Kindness, compassion and dignity
We did not look at Kindness, compassion and dignity during this assessment. The score for this quality statement is based on the previous rating for Caring.
Treating people as individuals
We did not look at Treating people as individuals during this assessment. The score for this quality statement is based on the previous rating for Caring.
Independence, choice and control
We spoke with relatives about independence, choice, and control. 1 relative told us, “My relative chooses which staff they want to support them. They don’t have the same staff all the time, they choose the staff who communicate well with them. My relative is given more choices.”
Staff we spoke to, told us, people were given choices, they were able to give us examples of this. 1 staff member told us, “The staff promote people’s independence. It makes residents happier to do for themselves.” When asked if people could choose how to spend their time, all staff spoken to, confirmed people could. Staff detailed the activities people participate in.
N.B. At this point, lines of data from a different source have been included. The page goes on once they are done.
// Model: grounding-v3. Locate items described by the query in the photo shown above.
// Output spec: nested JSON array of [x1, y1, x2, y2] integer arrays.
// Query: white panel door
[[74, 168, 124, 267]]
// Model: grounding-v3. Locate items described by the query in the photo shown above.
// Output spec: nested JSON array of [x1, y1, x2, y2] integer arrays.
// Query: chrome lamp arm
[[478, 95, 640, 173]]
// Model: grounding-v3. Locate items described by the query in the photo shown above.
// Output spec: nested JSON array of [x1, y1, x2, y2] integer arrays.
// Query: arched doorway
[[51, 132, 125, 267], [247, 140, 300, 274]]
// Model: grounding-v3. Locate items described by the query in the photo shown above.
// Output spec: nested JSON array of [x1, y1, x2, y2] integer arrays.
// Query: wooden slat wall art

When asked is people’s preferences for male/ female carer support was respected, 1 staff member told us, “We support a resident who wants female only support and we honour that and have enough staff to provide this. All staff spoken to, confirmed people were supported to contact their friends and family. 1 staff member, told us, “Since the management has changed, family and friends can come in the home far more freely and this has improved greatly. Family fun days have been really positive, and the residents enjoy it.” When asked about supporting people with their preferred communication method, 1 staff member told us, “There is a range of communication needs, verbal, non-verbal and also Makaton which the staff have had training on.” When asked how they ensured people were engaged in meaningful activities, the registered manager told us, “What is meaningful to each person is different. We have people who find their set routines meaningful to them. We are looking for new activities to try.’’ The registered manager gave us 2 examples of supporting a person to develop plans and to meet longer term aspirations.
We observed people being communicated with, using their preferred methods, and given choices. There was an open activity cupboard with lots of options for activities. We saw there was a quiet room, sensory room, and a large garden providing people with a choice of activity. We observed people being supported in these rooms, along with spending time in their bedrooms and one person received a visit from their relative. The family were complimentary about the support their relative received.
We reviewed 3 people’s files. We reviewed people’s daily notes which were detailed and evidenced how a person had spent their day, what frame of mind they were in and the choices were offered throughout their day. We also noted evidence of people being supported to maintain their independence, this included during personal care, household tasks and activities. The registered manager told us daily notes were reviewed to ensure people are given choice, control, and independence over their lives. We did note the activities for the 3 people we reviewed were limited and repetitive. We noted no-one went outside the home in the evening. We raised this with the registered manager who told us, 1 person had become anxious about going out, so they were working with them, and the person was going out more than they had previously. The registered manager told us, they were aware activities for people could be improved upon, including in the evening. They told us they had a plan in place to increase variety of external activities for all individuals. We reviewed a service user satisfaction survey dated November 2023. Positive responses were noted. The home also had service user meeting’s where people were asked their views. For people who were unable to give their views, staff followed their preferences to help support them to decide. There was also an advocate who was contracted to provide generic advocacy support to the people living in the home. We were assured people who had a staff preference were listened to, and people’s communication needs were prioritised. The registered manager ensured people were supported to maintain relationships with those they were close to. We observed there were limited activities offered to some people, therefore we could not be assured people were always engaged in meaningful activities for most of their days. The provider had processes in place to ensure people’s views were regularly collected and acted upon.
Responding to people’s immediate needs
We did not look at Responding to people’s immediate needs during this assessment. The score for this quality statement is based on the previous rating for Caring.
Workforce wellbeing and enablement
We did not look at Workforce wellbeing and enablement during this assessment. The score for this quality statement is based on the previous rating for Caring.